Scott Aukerman is best known as the host of the popular absurdist improv podcast and TV show Comedy Bang Bang. Adam Scott is best known as Ben Wyatt in the US sitcom Parks And Recreation. The unlikely pair teamed up for a podcast where they could bond over their love of first U2 and later R.E.M. However not all is as it seems. For many die-hard fans, this podcast is an exercise in frustration, but for those with a sense of humour, the irreverent tangent that these two go off on when talking about the subject they love is often hilarious and occasionally insightful. It’s at its best when it’s at its most chaotic.

Suggested Episode: 14 – Staind Glass

46-30

Ever feel like you’re stuck in a rut musically, listening to the same old tracks in the same collection of styles? With algorithmic recommendations, it’s easy to find that everything you listen to is very similar to the style’s you’re already familiar with. While it’s helped people find a wealth of new music, it’s made it harder to discover the sort of music you don’t even know you might like yet. Songwriter James Yorkston and Record Label Owner Stephen Marshall discuss music between a selection of tracks from all corners of the world while attempting and failing to keep the runtime as close to 46.30 as possible.

Suggested Episode: 17

Essential Tremors

Musicians often get opportunities to talk about their music with such repetition and frequency that eventually they feel like they’re on autopilot.

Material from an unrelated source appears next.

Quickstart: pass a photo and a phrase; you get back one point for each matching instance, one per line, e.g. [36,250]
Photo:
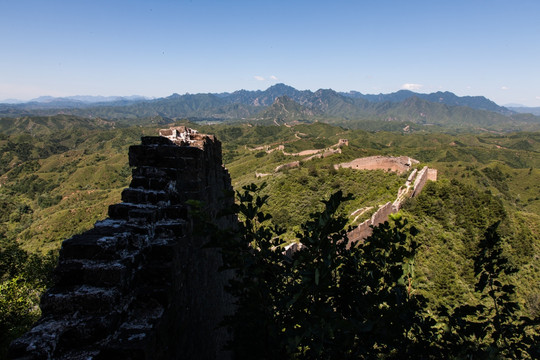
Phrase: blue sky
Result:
[156,48]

One of the questions they often get asked is who their influences are, but usually it’s a passing question on a list of many. In Essential Tremors, artists get the chance to explore the tracks they love and are influenced by in great depth, describing what these songs mean to them. Hearing these legends describe the music that made them get started doing what they do is a fascinating insight into how they became the people they are.